New York Post

SHOW MUST GO ON

‘Baseball Tonight’ still on scene as analysts cycle back to dugout

- By JUSTIN TERRANOVA jterranova@nypost.com

The “Baseball Tonight” seat next to Karl Ravech has featured a rotating cast of players and managers for 25 years, coming and going in various stages of their big league pursuits. This year three of the four managers in the two American League Division Series had worked for ESPN. Alex Cora’s Red Sox took out Aaron Boone’s Yankees and the Astros after Houston eliminated Terry Francona’s Indians. Ravech, who is anchoring the “Baseball Tonight” World Series coverage from Boston and Los Angeles, recalls the small moments at ESPN that help to explain Cora’s success as Red Sox manager this season. “Many of these explayers have a standard by which they operate, and many of them are spoiled and don’t treat people with respect,” said Ravech, who worked with Cora from 2013-16. “He seemed to have this desire to know what role everyone played when he was working with us. He was engaged and invested in what they’re doing in the moment. We’ve all seen people who have one foot out the door. So, to watch Alex work a room with people he never met and put them at ease is a unique quality with the people I’ve dealt with.”

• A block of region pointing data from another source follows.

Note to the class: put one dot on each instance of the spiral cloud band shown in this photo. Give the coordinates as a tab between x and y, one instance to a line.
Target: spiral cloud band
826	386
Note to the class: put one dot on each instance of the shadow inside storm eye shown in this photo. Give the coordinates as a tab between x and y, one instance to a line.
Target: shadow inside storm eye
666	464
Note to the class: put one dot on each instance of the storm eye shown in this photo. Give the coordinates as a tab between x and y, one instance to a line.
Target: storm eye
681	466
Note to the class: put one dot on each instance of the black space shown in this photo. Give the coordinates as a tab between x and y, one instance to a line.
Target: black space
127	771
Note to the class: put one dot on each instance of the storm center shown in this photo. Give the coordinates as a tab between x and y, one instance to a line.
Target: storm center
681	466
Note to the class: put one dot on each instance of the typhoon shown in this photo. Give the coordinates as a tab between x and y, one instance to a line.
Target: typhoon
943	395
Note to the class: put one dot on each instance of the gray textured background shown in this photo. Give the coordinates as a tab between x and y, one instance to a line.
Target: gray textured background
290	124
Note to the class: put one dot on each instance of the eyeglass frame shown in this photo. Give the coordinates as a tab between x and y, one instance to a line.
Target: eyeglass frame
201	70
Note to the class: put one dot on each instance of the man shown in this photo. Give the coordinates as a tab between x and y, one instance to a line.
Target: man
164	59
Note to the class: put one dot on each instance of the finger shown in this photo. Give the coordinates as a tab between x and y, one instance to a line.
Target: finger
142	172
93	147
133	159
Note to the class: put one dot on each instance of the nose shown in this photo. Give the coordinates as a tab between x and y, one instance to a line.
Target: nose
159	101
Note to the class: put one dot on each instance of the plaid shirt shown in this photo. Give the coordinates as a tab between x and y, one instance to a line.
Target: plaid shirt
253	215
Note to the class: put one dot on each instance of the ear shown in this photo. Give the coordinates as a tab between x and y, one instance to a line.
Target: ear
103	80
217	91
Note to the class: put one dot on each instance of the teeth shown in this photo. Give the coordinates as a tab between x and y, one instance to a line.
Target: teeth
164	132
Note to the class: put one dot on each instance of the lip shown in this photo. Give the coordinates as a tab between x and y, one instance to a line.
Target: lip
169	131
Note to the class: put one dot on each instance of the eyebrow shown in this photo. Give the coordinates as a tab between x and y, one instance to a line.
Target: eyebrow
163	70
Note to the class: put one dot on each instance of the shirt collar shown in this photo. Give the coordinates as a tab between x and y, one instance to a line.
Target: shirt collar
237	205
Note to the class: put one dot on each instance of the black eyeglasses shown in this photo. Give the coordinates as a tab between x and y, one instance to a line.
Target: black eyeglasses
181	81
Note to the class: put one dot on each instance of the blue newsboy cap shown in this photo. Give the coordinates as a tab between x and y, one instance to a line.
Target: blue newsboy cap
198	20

Ravech and Cora have remained friends. As is the case with Boone, whose introducto­ry press conference at Yankee Stadium Ravech attended. Ravech said he is able to put that aside when dissecting the decisions Cora makes and setting up the analysts — now Mark Teixeira, David Ross and Eduardo Perez — who sit in Cora’s former chair. In fairness, there has not been a lot to pick apart from Cora this season, as he has led Boston to 108 regularsea­son wins and is now two wins from a championsh­ip.

“The people I have dealt with, be it Aaron Boone, Buck Showalter, Terry Francona, they all understand that there’s a great level of respect. And that I have a job to do to, which is to report objectivel­y, and they have a job to do and that’s to win baseball games,” Ravech said.

Cora left in November 2016 to become a bench coach for the eventual- champion Astros. Five months later Ravech was dealing with a different loss. As part of the massive layoffs at ESPN, the network decided to shelve “Baseball Tonight” except as a lead-in to “Sunday Night Baseball.” The cheaper alternativ­e was to add MLB Network’s “Intentiona­l Talk” to the ESPN2 lineup.

“Sure, I am terribly disappoint­ed in the amount of shows and programmin­g that we do and I miss doing it, but during the World Series we take over center stage and provide the content for ESPN, which is a thrill and an honor and great opportunit­y every time you come to the World Series,” Ravech said.

That doesn’t mean the 53-yearold, who re-signed with ESPN in June of last year, is done fighting for more baseball coverage on the network and proudly cites a 15 percent ratings boost for the Sunday show this season.

“I have brought it to the attention of everyone in the company that’ll listen about the show’s growth, and we should probably in my mind be doing more baseball and there is an appetite for it,” Ravech said. “I never understood why we ceded the property. It was such a wildly popular program, and television today is about niche programmin­g anyway.

“If we owned a certain slice of that pie, why not grow it even if it is incrementa­l? ... I understand the changing landscape with tablets and phones and they are still getting highlights. I would challenge our group to come up with newer and creative ways to continue to attract a crowd. But the bottom line is the bottom line, and ESPN is a business and it’s one that’s been thriving since I’ve been here.”